Yemen talks delayed by Houthi refusal to appear
UN special envoy Martin Griffiths yesterday postponed talks with parties in the Yemeni war after admitting it had not been possible to persuade the Iranbacked Houthi rebels to go to Geneva.
Mr Griffiths said the failure to hold the talks was not a fundamental block to the peace process and did not signify a deadlock.
He said it merely delayed the formal start and progress had been made.
“The important aspect of the past three days is that we have started consultations,” Mr Griffiths said. “The road back to peace has started – not in the way that we want it, but it has begun.”
The envoy said that he appreciated the commitment and engagement of the Yemeni government delegation.
Mr Griffiths hinted that the snag had been logistics after the Iran-backed rebels failed to show up before Thursday’s scheduled talks and raised last-minute demands.
“We didn’t manage to get the Houthi delegation from Sanaa to come here,” he said.
Mr Griffiths ruled out the Houthis’ initial claim that they had not received authorisation to fly out of Sanaa, the Yemeni capital they seized in 2014.
The rebels then added demands, including that wounded fighters be taken to Oman for treatment and a guarantee that the delegation would be allowed to return to Yemen.
Before the official announcement that talks were postponed, Yemen’s Foreign Minister, Khaled Al Yamani, told The
National that he hoped for more substantial discussions soon.
“As a result of the Houthis’ absence the process will be postponed and we look forward to more serious and engaging processes in the future,” Mr Al Yamani said on Friday night.
The minister, who leads the government delegation, said that the international community should have been more serious in dealing with the rebels.
“We wanted the UN to be firmer in bringing the other party to the consultations,” Mr Al Yamani said yesterday.
He said that if the rebels were sincere about reaching a peace deal they should have gone to Geneva, even if the two factions were meeting in separate rooms with Mr Griffiths as an intermediary.
“The UN Envoy was making excuses for the Houthis in his statements, Mr Al Yamani said before leaving Geneva. “He was defending the rebels and justifying their actions.”
Rana Al Ghanem, a member of the government delegation, told The National that the Houthis had been trying to sabotage the UN and international community’s efforts to find a political resolution to the Yemeni crisis.
“Their participation was vital here,” Ms Al Ghanem said. “We needed them to be here so that we could start the official process but they are not serious.”

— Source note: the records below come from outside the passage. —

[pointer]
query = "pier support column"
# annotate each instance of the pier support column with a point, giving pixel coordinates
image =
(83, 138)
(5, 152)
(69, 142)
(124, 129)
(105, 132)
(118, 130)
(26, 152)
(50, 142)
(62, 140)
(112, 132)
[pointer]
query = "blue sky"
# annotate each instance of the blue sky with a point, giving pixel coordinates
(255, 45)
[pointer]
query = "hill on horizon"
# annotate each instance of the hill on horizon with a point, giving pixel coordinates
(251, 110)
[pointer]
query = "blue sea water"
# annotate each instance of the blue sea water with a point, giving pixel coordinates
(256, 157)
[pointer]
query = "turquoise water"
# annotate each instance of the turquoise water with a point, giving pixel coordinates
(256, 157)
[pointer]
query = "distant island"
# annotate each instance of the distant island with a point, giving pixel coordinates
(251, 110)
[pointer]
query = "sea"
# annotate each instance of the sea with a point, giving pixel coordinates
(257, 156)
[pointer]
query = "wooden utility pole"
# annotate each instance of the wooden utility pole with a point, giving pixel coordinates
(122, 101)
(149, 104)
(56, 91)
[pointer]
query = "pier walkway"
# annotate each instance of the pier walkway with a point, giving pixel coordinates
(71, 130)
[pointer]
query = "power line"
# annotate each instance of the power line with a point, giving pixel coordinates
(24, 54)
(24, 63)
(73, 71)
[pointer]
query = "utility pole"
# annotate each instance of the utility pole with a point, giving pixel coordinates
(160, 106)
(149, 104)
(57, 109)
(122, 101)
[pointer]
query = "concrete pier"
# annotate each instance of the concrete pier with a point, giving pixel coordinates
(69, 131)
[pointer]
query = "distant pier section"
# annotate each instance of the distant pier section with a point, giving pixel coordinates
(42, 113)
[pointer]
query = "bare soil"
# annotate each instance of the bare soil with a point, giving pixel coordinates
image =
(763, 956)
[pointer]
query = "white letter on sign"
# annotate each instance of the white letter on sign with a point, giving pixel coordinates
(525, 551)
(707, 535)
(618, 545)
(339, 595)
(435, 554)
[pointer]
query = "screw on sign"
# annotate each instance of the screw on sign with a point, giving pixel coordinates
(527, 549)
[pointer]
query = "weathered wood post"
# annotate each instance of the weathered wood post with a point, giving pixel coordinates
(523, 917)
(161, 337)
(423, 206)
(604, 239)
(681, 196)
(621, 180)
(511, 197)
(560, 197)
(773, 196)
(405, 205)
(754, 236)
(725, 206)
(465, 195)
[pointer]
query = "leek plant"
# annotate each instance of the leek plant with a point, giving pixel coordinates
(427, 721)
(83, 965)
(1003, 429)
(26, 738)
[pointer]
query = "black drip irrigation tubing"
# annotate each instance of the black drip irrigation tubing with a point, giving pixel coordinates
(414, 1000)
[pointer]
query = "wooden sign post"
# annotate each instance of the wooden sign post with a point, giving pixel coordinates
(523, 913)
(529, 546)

The government negotiating team arrived in the Swiss city on Wednesday and have held several informal meetings with Mr Griffiths.
The UN envoy declined to blame either side for the failure to start the consultations, saying that it would not help Yemen.
A diplomatic source told The
National that the UN envoy held meetings with the government delegation and other parties to try to convince the Houthis to go to Switzerland.
“We tried to find various ways of getting the Houthis here over the past three days, but we couldn’t,” the source said, adding that this was not the end of the process.
Mr Griffiths insisted that the meetings held were fruitful and some good progress was made, especially on confidence-building measures.
He said he would start work
on holding new talks between the two sides wherever and whenever.
The three-day talks in Geneva focused on releasing prisoners, the Houthis allowing delivery of humanitarian aid to areas such as Taez and getting both sides to agree to a unified central bank operation.
An agreement has been made for medical evacuations from the Houthi-held Yemeni capital of Sanaa, scheduled to start in a week with a flight to Cairo.
Mr Griffiths called it an “early achievement”.
Meanwhile, the Minister of State for Foreign Affairs said that a political solution was the only way forward in finding peace in Yemen.
“What is perhaps clearer now to the international community is the unwillingness of the Houthis to engage in good faith with such a process,” Dr Anwar Gargash said on Twitter.
The UN-mediated talks in Geneva would have been the first public meetings involving delegations from the government and rebels since 2016, when 108 days of negotiations in Kuwait failed to reach agreement on power-sharing.